1. Supervised embedding learning – A lightweight classifier is trained on the labeled subset (D_L). The pre‑softmax logits are extracted as embedding vectors z = f_θ(x). This yields task‑aligned representations while keeping the encoder interchangeable with any supervised or self‑supervised time‑series model.
2. Label‑guided semi‑supervised clustering – All embeddings (from D_L and the unlabeled pool D_U) are clustered with a K‑means variant that fixes K centroids to the known classes and adds one extra “free” centroid to capture structure not explained by the labeled data. Labeled samples are forced to their respective class centroids; unlabeled samples are assigned to the nearest of the K + 1 centroids. This implements the Generalized Category Discovery (GCD) paradigm for short motion windows.
3. Novelty decision via KDE + HDR containment – For each discovered cluster c and each known class k, kernel density estimates (KDE) are computed in a 2‑D t‑SNE projection of the embedding space. The α‑highest‑density region (HDR) of each distribution is identified (α≈0.9). Two containment ratios are calculated: (i) the proportion of cluster mass inside the class HDR, and (ii) the proportion of class mass inside the cluster HDR. The larger of the two ratios is taken as the best‑match containment score O_c. Low O_c indicates that the cluster occupies a region of embedding space poorly explained by any known class, i.e., a candidate novel behavior.

Experimental Protocols

• Withheld‑class: One of the nine behaviors is removed from D_L and placed only in D_U. The pipeline should recover it as a distinct cluster and assign a low O_c. Results show high cluster accuracy (e.g., 0.933 for “Flap”) and O_c values around 0.1–0.2, confirming successful novelty detection.
• Negative‑control: All nine behaviors remain in D_L, and D_U contains only known behaviors. An extra free cluster still appears, but its O_c values stay above a calibrated threshold (≈0.3–0.5), indicating no genuine novelty.
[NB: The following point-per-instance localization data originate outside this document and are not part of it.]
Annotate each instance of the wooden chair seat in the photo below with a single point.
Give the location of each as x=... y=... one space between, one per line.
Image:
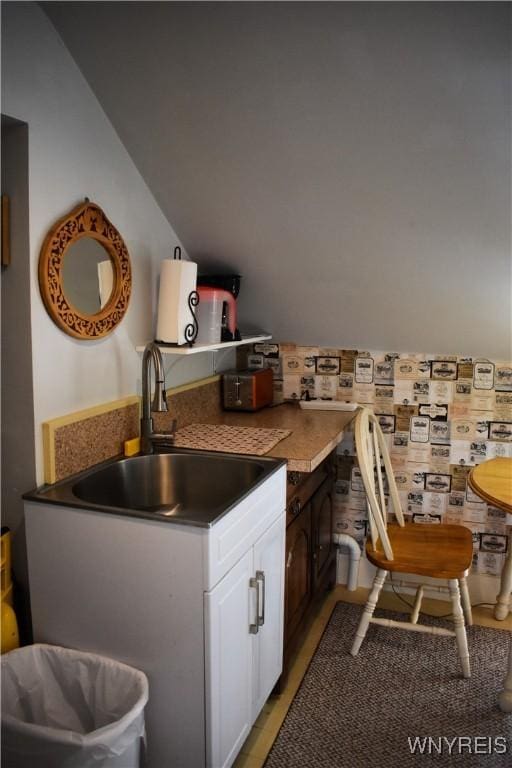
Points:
x=438 y=551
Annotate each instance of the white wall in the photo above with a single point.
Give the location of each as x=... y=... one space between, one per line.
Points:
x=350 y=159
x=74 y=152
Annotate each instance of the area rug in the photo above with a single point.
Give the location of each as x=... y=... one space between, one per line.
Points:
x=401 y=702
Tables 1 and 2 list per‑class recovery accuracy and containment scores for both protocols. t‑SNE visualizations (Figures 2‑4) illustrate that the free cluster aligns with the withheld behavior in the first protocol and overlaps with known classes in the control, supporting the quantitative findings.

Key Contributions

1. Definition of a realistic GCD task for short, multivariate animal‑borne motion time series with extreme class imbalance.
2. A simple yet effective semi‑supervised clustering scheme that adds a single free centroid to capture unknown structure.
3. Introduction of an HDR‑based containment metric that provides an interpretable, cluster‑level novelty statistic, enabling automatic threshold‑based alerts.
4. Empirical validation through systematic withholding of each behavior and a rigorous negative‑control experiment, demonstrating both sensitivity to true novelty and robustness against false positives.

Limitations and Future Work
The containment score relies on KDE and HDR computed in a 2‑D t‑SNE projection, which may lose information present in the full embedding space. Moreover, using only one free cluster limits detection when multiple novel behaviors coexist. Future directions include employing high‑dimensional density estimators (e.g., normalizing flows), adaptive determination of the number of free clusters, and integrating more expressive clustering models (e.g., Gaussian mixture models with Bayesian non‑parametrics).

Impact
By providing a practical, quantitatively grounded pipeline, the work equips ecologists and movement biologists with a tool to automatically flag candidate new behaviors in streaming sensor data, reducing reliance on exhaustive manual annotation and opening avenues for discovering previously unknown aspects of animal ecology.